If another company or an individual has violated your intellectual property (IP) rights, you may not need to go directly to a legal action. In fact, you may be able to avoid going to court at all. A good initial step is sending what’s called a “cease and desist” letter.
This is a letter, typically signed by attorney, informing another party that their actions are illegal and/or harmful and telling them to stop. It doesn’t carry any legal weight itself — unlike a cease and desist order, which needs to be obtained from a court or government entity. However, it puts the other party on notice, just in case they weren’t already aware, that the name, image or words they’re using are protected and require your permission to use them.
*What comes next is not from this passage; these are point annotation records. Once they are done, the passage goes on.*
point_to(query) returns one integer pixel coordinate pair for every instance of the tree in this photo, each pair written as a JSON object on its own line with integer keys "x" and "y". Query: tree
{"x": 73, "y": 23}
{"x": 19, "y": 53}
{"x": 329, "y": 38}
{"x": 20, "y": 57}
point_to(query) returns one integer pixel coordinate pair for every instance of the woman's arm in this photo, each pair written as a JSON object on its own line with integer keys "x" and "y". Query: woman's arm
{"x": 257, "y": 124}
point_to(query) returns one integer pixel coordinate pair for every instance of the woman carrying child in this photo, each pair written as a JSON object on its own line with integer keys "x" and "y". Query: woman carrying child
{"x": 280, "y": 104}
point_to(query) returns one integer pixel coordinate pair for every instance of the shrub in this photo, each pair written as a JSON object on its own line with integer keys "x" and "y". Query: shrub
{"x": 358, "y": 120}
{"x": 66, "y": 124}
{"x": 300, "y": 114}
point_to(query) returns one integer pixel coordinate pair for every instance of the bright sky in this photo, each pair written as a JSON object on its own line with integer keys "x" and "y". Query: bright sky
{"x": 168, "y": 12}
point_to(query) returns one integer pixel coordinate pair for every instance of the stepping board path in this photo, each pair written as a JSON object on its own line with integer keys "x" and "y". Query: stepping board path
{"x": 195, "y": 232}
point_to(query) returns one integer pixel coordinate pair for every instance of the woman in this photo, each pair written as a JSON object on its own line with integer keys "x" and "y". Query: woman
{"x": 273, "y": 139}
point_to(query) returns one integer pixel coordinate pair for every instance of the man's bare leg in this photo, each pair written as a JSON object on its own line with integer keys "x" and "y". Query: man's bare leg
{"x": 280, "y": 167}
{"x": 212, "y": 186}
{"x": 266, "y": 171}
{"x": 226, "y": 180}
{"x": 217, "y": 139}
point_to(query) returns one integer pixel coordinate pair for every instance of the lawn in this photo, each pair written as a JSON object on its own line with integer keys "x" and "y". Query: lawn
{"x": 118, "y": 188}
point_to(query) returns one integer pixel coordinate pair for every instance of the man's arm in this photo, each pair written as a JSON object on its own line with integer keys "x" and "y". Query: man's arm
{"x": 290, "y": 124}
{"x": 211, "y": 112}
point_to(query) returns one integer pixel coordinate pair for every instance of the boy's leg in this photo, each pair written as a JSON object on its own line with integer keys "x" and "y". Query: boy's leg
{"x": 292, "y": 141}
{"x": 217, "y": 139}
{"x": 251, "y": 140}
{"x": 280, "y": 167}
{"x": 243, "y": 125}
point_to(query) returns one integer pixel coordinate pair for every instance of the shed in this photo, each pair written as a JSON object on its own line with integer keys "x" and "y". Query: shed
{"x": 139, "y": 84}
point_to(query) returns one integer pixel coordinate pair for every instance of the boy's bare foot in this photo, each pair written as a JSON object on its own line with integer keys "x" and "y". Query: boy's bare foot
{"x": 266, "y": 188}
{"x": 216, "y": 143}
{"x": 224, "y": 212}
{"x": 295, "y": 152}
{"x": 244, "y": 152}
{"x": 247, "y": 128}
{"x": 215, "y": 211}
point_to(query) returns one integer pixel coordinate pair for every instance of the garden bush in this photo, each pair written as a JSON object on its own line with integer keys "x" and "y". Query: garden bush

Further, it tells them that if they don’t “cease and desist” from using your IP, you will take legal action. In it, the other party is directed to respond by a specified date. If you need to go to court, it’s your evidence that you made the other party aware of the issue.
Do cease and desist letters work?
Often, they do. As noted, someone may not be aware of the law or of the fact that something they’re using is copyrighted or trademarked. They may have known but thought they could get away with it.
A cease and desist letter can be enough in many cases to get someone to stop using your material. They likely don’t want to risk going to court and losing and possibly being publicly embarrassed.
While anyone can write a cease and desist letter, it carries far more weight if it comes from an attorney. Having legal guidance also helps ensure that the letter is worded, sent and followed up on in a way that is most likely to get results while still complying with the law.
If the letter doesn’t have the intended outcome and the other party continues to violate your IP rights or argues that they aren’t, you’ll benefit from having had legal guidance from the very beginning.